Énergie en Algérie : le prix du pétrole enregistre sa 4ème hausse consécutive

Énergie – Bonne nouvelle pour l’Algérie, deuxième pays producteur de pétrole en Afrique : les prix de l’or noir sont en hausse continuelle. Ils ont grimpé cette semaine à leurs plus hauts depuis deux mois et demi. Nous vous en donnons, ce samedi 15 janvier 2022, plus d’explications. 

Si elle avait plongé l’ensemble de la planète dans la plus importante récession depuis la Seconde Guerre mondiale ces deux dernières années, la crise sanitaire liée au nouveau coronavirus semble, actuellement, avoir un effet moins préoccupant sur le redressement économique. La preuve en est l’élévation constante des prix du pétrole depuis plusieurs semaines, au profit des exportateurs d’énergie, à l’instar de l’Algérie. 

Longtemps pénalisés par la propagation des innombrables variants du SARS-CoV-2, les cours de l’or noir ont augmenté, dans les échanges de ce vendredi 14 janvier. Ils ont en effet inscrit leur quatrième semaine de hausse d’affilée. Le Brent de la Mer du Nord a ainsi affiché un bond de 5, 38 %. Le baril de West Texas International (WTI) a, lui aussi, frôlé son plus haut sommet. 

Son prix a ainsi enregistré une croissance de 6, 30 %. Alors que depuis la récente éclosion d’Omicron, des investisseurs craignent l’annonce de nouvelles restrictions sanitaires, plusieurs analystes parlent d’une demande mondiale de pétrole à long terme.

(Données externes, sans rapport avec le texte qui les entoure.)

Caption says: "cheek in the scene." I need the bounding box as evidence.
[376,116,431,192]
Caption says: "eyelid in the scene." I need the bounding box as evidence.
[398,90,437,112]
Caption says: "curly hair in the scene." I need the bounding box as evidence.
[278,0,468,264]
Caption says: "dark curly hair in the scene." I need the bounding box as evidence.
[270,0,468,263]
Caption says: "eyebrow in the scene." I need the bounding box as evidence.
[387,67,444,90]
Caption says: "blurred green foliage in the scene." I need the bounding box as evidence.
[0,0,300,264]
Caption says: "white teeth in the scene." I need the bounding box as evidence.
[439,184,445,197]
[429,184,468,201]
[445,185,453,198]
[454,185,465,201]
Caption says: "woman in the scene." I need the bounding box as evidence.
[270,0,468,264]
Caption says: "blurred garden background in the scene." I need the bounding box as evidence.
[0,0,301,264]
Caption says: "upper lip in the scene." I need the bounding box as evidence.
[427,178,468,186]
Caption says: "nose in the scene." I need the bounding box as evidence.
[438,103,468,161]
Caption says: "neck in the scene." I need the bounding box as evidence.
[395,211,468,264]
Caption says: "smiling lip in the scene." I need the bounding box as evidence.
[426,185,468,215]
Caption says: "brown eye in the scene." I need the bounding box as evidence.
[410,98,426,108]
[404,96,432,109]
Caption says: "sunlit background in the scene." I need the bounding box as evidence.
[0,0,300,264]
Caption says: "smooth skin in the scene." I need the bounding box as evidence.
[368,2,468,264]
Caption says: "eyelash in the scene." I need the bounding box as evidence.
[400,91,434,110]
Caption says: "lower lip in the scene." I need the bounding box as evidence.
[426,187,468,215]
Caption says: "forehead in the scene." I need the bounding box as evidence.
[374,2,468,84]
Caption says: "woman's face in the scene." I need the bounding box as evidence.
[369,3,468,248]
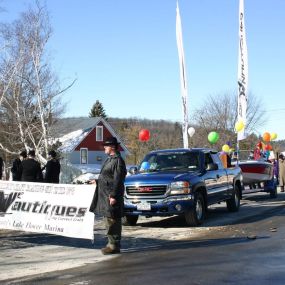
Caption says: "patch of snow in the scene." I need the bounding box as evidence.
[58,130,89,152]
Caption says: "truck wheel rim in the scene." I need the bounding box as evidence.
[235,193,239,206]
[196,200,203,220]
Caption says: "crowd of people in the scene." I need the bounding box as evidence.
[0,149,60,183]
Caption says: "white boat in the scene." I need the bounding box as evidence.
[238,160,273,185]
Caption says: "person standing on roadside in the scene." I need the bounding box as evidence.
[21,149,43,182]
[90,137,127,255]
[44,150,60,183]
[11,150,27,181]
[0,156,4,180]
[278,153,285,192]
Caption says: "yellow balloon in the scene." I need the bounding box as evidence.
[270,133,277,141]
[222,144,230,152]
[235,121,244,132]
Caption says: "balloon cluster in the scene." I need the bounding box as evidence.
[139,129,150,142]
[208,132,220,144]
[235,121,245,133]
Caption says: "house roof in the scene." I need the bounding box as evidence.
[52,117,129,154]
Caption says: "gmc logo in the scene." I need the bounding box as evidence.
[138,187,152,193]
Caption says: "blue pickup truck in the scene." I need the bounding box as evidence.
[123,148,243,226]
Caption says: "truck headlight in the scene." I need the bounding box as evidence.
[169,181,190,195]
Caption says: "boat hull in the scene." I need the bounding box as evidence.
[236,160,273,185]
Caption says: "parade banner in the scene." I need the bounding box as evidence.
[0,180,95,240]
[176,1,188,148]
[237,0,248,141]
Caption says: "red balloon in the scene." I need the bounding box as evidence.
[139,129,150,142]
[265,144,272,150]
[262,132,271,142]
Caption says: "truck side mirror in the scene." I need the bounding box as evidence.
[206,163,218,171]
[129,166,138,175]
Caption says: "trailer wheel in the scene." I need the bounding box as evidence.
[122,215,139,226]
[226,185,240,212]
[184,192,206,227]
[270,186,277,198]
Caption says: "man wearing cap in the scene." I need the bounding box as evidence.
[21,149,43,182]
[44,150,60,183]
[11,150,27,181]
[90,137,127,255]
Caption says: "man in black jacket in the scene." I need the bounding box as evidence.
[11,150,27,181]
[21,149,43,182]
[90,137,127,254]
[45,150,60,183]
[0,156,4,180]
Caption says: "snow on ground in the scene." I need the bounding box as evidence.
[59,130,89,152]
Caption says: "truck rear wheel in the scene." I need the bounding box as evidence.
[226,186,240,212]
[122,215,139,226]
[184,192,206,227]
[270,186,277,198]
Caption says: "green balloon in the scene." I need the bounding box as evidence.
[208,132,220,144]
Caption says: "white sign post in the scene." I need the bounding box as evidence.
[0,181,95,240]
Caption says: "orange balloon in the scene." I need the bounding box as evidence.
[262,132,271,142]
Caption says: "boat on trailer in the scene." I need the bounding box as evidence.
[238,160,273,185]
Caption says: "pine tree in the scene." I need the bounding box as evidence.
[89,100,107,120]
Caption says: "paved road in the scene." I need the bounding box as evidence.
[0,190,285,285]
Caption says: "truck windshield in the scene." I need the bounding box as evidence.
[139,152,199,172]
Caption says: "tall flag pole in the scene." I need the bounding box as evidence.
[176,1,188,148]
[237,0,248,141]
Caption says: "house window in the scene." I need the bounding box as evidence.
[96,126,103,142]
[80,148,88,164]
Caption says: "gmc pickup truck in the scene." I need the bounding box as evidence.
[123,148,243,226]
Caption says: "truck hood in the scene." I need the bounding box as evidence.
[125,172,199,185]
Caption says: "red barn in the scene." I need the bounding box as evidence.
[52,117,129,165]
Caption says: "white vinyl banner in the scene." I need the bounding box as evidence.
[0,180,95,240]
[176,2,188,148]
[237,0,248,140]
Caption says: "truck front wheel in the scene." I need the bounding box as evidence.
[184,192,205,227]
[122,215,139,226]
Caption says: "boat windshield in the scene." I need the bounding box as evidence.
[139,152,199,172]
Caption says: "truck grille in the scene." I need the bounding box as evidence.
[126,185,167,196]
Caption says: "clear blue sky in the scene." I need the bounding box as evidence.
[0,0,285,139]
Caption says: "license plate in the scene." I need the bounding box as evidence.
[137,203,151,211]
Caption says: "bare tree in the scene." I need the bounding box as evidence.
[0,1,74,162]
[191,90,266,147]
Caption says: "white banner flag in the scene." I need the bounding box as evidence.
[237,0,248,140]
[176,2,188,148]
[0,181,95,240]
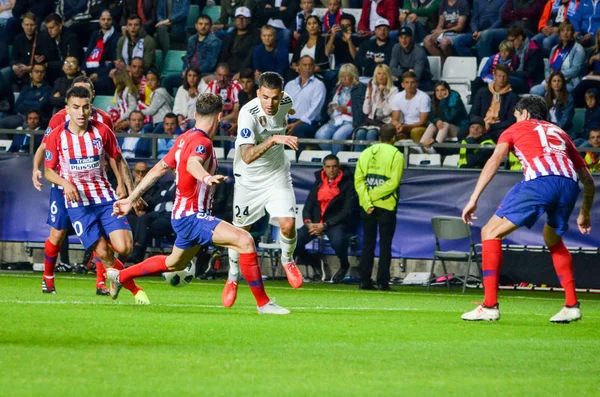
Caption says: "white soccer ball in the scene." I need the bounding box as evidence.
[162,261,196,287]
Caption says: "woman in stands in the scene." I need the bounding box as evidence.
[546,72,582,140]
[140,70,173,134]
[109,69,139,131]
[315,63,366,154]
[354,63,398,152]
[421,80,469,153]
[173,68,207,131]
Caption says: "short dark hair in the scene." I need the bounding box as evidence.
[379,123,396,142]
[323,154,340,165]
[65,87,92,102]
[196,93,223,117]
[44,12,63,25]
[515,95,548,120]
[258,72,283,91]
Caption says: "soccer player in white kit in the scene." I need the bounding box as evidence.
[222,72,302,307]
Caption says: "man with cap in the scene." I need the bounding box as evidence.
[354,18,394,77]
[390,27,433,91]
[219,7,260,76]
[458,116,495,168]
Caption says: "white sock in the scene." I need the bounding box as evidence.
[279,230,296,265]
[227,248,240,283]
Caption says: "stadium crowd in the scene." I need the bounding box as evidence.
[0,0,600,168]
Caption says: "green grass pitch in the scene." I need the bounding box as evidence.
[0,273,600,397]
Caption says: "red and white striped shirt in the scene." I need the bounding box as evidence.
[45,120,121,208]
[498,120,586,182]
[162,128,219,219]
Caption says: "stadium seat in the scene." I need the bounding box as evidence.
[94,95,115,112]
[408,153,442,167]
[427,56,442,81]
[162,51,185,77]
[337,152,360,164]
[298,150,331,164]
[442,154,460,168]
[427,216,483,294]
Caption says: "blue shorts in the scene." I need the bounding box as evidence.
[67,202,131,249]
[171,213,223,250]
[46,186,71,230]
[496,176,580,236]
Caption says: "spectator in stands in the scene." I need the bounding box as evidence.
[0,64,52,129]
[356,0,399,40]
[392,72,431,142]
[533,0,579,57]
[252,25,290,80]
[421,80,469,153]
[82,10,119,95]
[546,72,584,139]
[458,116,496,169]
[1,12,42,88]
[355,18,395,76]
[287,15,329,80]
[8,109,42,153]
[117,14,156,70]
[39,14,82,81]
[121,0,158,36]
[506,26,544,94]
[569,0,600,47]
[156,113,180,156]
[477,0,547,59]
[531,22,585,96]
[173,68,208,131]
[155,0,190,54]
[398,0,440,44]
[315,63,366,154]
[118,110,151,159]
[290,0,318,41]
[205,64,242,148]
[452,0,507,58]
[390,27,433,91]
[50,57,81,112]
[110,70,139,131]
[584,129,600,172]
[238,68,258,107]
[468,65,519,142]
[471,40,519,92]
[354,64,400,152]
[423,0,470,65]
[354,124,400,291]
[219,7,260,76]
[284,55,327,138]
[141,70,173,134]
[294,154,358,283]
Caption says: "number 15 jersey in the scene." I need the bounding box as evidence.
[233,92,294,189]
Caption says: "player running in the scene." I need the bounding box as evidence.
[462,96,595,323]
[32,76,126,295]
[44,87,150,304]
[107,93,290,314]
[222,72,302,307]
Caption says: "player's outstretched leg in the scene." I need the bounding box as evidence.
[221,248,240,307]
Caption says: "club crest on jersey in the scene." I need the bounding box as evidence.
[240,128,252,138]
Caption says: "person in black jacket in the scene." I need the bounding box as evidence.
[294,154,358,283]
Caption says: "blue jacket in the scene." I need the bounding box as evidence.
[429,90,469,130]
[471,0,506,32]
[252,43,290,76]
[183,33,221,74]
[571,0,600,34]
[156,0,190,37]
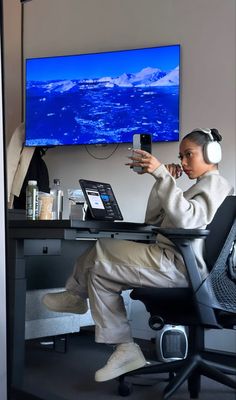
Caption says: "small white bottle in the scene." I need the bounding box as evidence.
[26,180,39,220]
[50,179,63,219]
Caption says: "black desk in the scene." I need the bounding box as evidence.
[7,219,156,388]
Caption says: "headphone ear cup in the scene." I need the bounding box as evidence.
[203,141,222,164]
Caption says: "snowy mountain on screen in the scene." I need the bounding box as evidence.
[27,67,179,95]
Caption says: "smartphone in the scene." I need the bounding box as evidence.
[133,133,152,172]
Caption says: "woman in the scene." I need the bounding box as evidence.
[43,129,233,382]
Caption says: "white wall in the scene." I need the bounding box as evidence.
[20,0,236,221]
[0,30,7,400]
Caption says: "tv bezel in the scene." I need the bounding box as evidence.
[24,43,181,148]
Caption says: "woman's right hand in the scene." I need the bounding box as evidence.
[165,163,183,179]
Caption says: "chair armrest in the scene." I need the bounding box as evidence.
[152,227,210,240]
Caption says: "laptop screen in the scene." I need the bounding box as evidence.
[79,179,123,221]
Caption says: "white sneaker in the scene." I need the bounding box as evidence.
[42,290,88,314]
[95,343,146,382]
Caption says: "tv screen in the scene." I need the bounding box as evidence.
[25,45,180,147]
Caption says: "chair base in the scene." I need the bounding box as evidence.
[118,351,236,400]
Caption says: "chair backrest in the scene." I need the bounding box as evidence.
[198,196,236,316]
[205,196,236,271]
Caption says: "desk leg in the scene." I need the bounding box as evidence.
[7,240,26,388]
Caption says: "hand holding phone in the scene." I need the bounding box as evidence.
[133,133,152,173]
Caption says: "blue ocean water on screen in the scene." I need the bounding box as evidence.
[26,77,179,146]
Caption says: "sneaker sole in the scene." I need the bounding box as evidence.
[95,360,147,382]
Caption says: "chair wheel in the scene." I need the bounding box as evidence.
[118,382,133,397]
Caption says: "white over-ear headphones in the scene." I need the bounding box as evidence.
[192,128,222,164]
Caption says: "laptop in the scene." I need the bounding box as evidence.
[79,179,123,221]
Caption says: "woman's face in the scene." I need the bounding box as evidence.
[179,139,217,179]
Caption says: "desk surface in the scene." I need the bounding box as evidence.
[8,219,156,238]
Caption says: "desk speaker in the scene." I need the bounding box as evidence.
[155,325,188,362]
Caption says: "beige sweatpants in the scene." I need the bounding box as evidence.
[66,239,188,343]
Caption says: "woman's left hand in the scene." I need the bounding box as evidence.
[125,150,161,174]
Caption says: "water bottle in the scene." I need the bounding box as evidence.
[50,179,63,219]
[26,180,39,220]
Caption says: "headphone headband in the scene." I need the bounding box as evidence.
[192,128,215,142]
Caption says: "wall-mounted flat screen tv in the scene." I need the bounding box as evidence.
[25,45,180,147]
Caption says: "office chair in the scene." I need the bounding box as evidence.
[118,196,236,399]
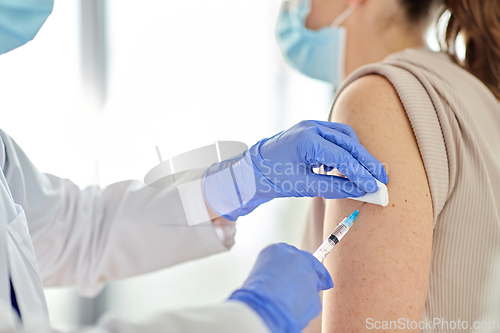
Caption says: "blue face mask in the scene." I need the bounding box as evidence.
[0,0,54,54]
[276,0,357,88]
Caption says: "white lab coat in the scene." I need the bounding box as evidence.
[0,131,268,333]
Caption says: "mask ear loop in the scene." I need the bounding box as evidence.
[330,3,359,91]
[331,3,359,27]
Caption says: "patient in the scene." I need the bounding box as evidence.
[305,0,500,333]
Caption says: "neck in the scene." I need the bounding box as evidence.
[344,23,425,77]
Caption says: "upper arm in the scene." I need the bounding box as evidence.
[323,75,433,332]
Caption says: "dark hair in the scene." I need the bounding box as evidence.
[400,0,500,99]
[401,0,443,23]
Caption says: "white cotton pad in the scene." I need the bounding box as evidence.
[349,180,389,207]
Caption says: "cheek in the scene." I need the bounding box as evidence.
[306,0,348,30]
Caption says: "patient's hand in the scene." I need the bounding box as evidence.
[323,75,433,332]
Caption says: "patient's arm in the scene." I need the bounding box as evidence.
[323,75,433,332]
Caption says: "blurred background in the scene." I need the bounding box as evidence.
[0,0,454,330]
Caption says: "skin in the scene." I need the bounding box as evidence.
[307,0,433,333]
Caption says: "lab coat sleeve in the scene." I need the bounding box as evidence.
[0,301,270,333]
[0,131,234,296]
[90,301,270,333]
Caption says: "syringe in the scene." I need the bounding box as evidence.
[313,207,361,262]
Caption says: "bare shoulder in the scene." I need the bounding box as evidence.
[323,75,433,332]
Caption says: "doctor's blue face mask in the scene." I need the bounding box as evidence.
[0,0,54,54]
[276,0,357,88]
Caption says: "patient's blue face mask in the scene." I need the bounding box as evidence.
[276,0,357,88]
[0,0,54,54]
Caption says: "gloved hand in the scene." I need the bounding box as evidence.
[203,120,389,221]
[229,244,333,333]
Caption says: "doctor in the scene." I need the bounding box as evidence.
[0,0,388,333]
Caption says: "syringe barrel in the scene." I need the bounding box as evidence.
[313,237,335,262]
[331,218,349,241]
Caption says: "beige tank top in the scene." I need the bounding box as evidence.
[304,48,500,332]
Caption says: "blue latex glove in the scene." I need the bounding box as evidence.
[229,244,333,333]
[203,120,389,221]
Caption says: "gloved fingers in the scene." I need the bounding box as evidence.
[300,173,366,199]
[311,120,359,142]
[315,141,378,193]
[323,164,335,172]
[318,128,389,184]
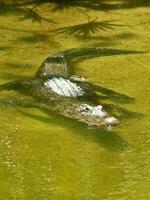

Ils sont nombreux à évoquer un baril bientôt à cent (100) dollars. « Ce qui relance l’optimisme sur les coûts ». C’est ce qu’a affirmé Andrew Lebow de Commodity Research Group (CRG). 

Énergie en Algérie : un début d’année caractérisé par une hausse tendancielle du prix de pétrole 

« Les prix de l’or noir sont bien partis pour une quatrième semaine consécutive de hausse, car les marchés tablent sur un effet du variant Omicron moins marqué que prévu sur la demande ». Il s’agit là de ce qu’a expliqué un analyste à Exinity. Il s’est exprimé auprès de l’AFP Han Tan. Mais face à une demande de pétrole élevé, les producteurs virent à l’aigre. Ils peinent à satisfaire toutes les commandes. 

L’Organisation des pays exportateurs de pétrole (OPEP) et ses partenaires (OPEP+) annoncent, un mois après l’autre, des augmentations marginales de leurs objectifs d’extractions. Mais ils ne parviennent pas à les atteindre. Ce qui commence à inquiéter sérieusement les observateurs d’ABN Amro. « Nous remarquons que des producteurs comme la Russie, l’Angola, le Nigeria et l’Équateur n’arrivent pas à réaliser leurs desseins ».

Il s’agit là de ce qu’ont souligné les analystes de la banque commerciale et d’investissement néerlandaise précitée. Ces derniers s’attendent même à ce que les cours du pétrole restent encore accrus.